Personal information
- Full name: Wayne Carroll
- Date of birth: 22 March 1958 (age 67)
- Original team(s): Ganmain, Queanbeyan, Mangoplah - Cookardinia
- Height: 183 cm (6 ft 0 in)
- Weight: 80 kg (176 lb)
- Position(s): Forward

Playing career^{1}
- Years: Club / Games (Goals)
- 1979–85: South Melbourne / 56 (57)
- ^{1} Playing statistics correct to the end of 1985.

= Wayne Carroll =

Australian rules footballer

Wayne Carroll (born 22 March 1958) is a former Australian rules footballer who played with South Melbourne in the Victorian Football League (VFL).

Wayne “Christmas” Carroll started playing seniors with Ganmain in 1976 under legendary Riverina coach the late Greg Leech and played a key role in winning the club’s last-ever premiership as a stand-alone club in the South West Football League (New South Wales) .

He transferred to Queanbeyan in the ACT in 1977 and played in their premiership.

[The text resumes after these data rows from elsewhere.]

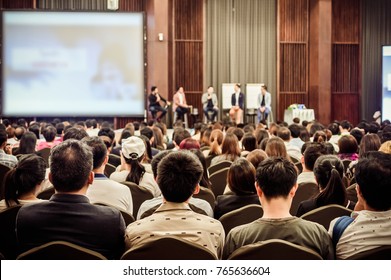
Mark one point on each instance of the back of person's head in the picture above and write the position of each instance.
(386, 147)
(156, 160)
(230, 145)
(357, 134)
(312, 152)
(188, 144)
(284, 133)
(75, 133)
(295, 130)
(27, 143)
(180, 134)
(369, 142)
(70, 165)
(3, 137)
(249, 142)
(179, 173)
(241, 177)
(133, 150)
(347, 144)
(99, 150)
(256, 156)
(24, 178)
(49, 133)
(146, 131)
(275, 147)
(276, 176)
(373, 173)
(329, 171)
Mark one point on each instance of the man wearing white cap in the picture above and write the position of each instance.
(131, 169)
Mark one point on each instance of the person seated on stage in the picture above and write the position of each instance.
(370, 223)
(264, 103)
(154, 104)
(179, 175)
(209, 103)
(180, 105)
(237, 102)
(69, 215)
(276, 187)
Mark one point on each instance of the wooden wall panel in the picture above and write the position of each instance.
(346, 65)
(292, 60)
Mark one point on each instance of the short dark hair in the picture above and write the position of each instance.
(178, 175)
(99, 150)
(373, 173)
(276, 176)
(70, 165)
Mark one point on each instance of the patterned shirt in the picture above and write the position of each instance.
(179, 220)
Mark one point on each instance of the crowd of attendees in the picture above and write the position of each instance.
(268, 165)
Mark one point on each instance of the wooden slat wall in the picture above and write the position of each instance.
(292, 60)
(188, 50)
(346, 85)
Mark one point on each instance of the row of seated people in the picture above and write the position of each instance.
(178, 175)
(134, 145)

He re-joined brother, “Jock” (Greg), at Mangoplah-Cookardinia United in 1978 then playing in the Farrer league, then went to South in 1980 after playing one senior VFL game on a permit in 1979.

Upon returning to the Riverina in 1986, “Christmas” took over as captain-coach of Turvey Park in Wagga and led the Bulldogs to four premierships in a row, 1987-1990.

“Christmas” represented NSW in 1979 under Alan Jeans and then again from 1986 to 1990.

He won the VFL Mark of the Year award in 1984.